Physikalisches Institut, Universität Bayreuth, D-95440 Bayreuth, Germany.
Phys Rev E. 2017 Nov;96(5-1):052219. doi: 10.1103/PhysRevE.96.052219. Epub 2017 Nov 22.
We consider the massless nonlinear Dirac (NLD) equation in 1+1 dimension with scalar-scalar self-interaction g^{2}/2(Ψ[over ¯]Ψ)^{2} in the presence of three external electromagnetic real potentials V(x), a potential barrier, a constant potential, and a potential well. By solving numerically the NLD equation, we find different scenarios depending on initial conditions, namely, propagation of the initial pulse along one direction, splitting of the initial pulse into two pulses traveling in opposite directions, and focusing of two initial pulses followed by a splitting. For all considered cases, the final waves travel with the speed of light and are solutions of the massless linear Dirac equation. During these processes the charge and the energy are conserved, whereas the momentum is conserved when the solutions possess specific symmetries. For the case of the constant potential, we derive exact analytical solutions of the massless NLD equation that are also solutions of the massless linearized Dirac equation. Decay or growth of the initial pulse is also predicted from the evolution of the charge for the case of a non-zero imaginary part of the potential.

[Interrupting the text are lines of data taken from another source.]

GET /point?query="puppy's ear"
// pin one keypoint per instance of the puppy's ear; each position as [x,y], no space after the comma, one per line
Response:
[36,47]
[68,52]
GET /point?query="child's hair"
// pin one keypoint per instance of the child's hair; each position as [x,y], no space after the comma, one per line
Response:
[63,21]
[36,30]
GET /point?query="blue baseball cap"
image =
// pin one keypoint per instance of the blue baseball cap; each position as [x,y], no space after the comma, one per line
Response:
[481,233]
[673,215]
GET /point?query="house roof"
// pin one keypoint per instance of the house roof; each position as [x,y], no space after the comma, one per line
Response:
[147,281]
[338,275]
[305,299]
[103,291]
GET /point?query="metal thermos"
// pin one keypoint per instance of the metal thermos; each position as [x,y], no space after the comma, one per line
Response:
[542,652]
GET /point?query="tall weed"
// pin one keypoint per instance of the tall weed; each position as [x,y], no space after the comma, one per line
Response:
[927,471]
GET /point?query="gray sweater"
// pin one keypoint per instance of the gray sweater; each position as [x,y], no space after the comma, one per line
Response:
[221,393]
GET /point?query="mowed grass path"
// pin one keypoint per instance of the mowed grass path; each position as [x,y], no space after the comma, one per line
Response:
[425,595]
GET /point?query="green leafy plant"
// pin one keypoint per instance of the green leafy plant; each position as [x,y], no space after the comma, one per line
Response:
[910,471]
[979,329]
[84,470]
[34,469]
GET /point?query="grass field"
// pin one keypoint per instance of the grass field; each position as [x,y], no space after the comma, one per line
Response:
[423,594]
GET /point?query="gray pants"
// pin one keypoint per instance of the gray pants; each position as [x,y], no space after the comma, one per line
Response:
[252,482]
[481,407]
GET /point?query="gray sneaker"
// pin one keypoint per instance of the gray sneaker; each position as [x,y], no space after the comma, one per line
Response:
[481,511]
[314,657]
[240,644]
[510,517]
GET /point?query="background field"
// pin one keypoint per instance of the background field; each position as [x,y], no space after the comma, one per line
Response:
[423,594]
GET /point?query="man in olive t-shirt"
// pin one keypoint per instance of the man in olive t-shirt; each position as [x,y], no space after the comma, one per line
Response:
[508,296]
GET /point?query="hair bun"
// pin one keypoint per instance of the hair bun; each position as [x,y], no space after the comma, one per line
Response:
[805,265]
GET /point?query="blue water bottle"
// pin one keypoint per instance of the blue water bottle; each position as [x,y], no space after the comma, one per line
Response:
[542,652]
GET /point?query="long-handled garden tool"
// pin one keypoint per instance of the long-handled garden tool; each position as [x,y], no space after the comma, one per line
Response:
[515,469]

我们考虑了在 1+1 维中存在标量-标量自相互作用 g^{2}/2(Ψ[over ¯]Ψ)^{2}的无质量非线性狄拉克(NLD)方程,以及三个外部电磁实势 V(x)、势垒、常势能和势阱。通过数值求解 NLD 方程,我们根据初始条件发现了不同的情况,即初始脉冲沿一个方向传播、初始脉冲分裂成两个相反方向传播的脉冲,以及两个初始脉冲聚焦后分裂。对于所有考虑的情况,最终波以光速传播,并且是无质量线性狄拉克方程的解。在这些过程中,电荷和能量是守恒的,而当解具有特定的对称性时,动量也是守恒的。对于常势能的情况,我们推导出了无质量 NLD 方程的精确解析解,它们也是无质量线性化狄拉克方程的解。对于势的虚部不为零的情况,从电荷的演化可以预测初始脉冲的衰减或增长。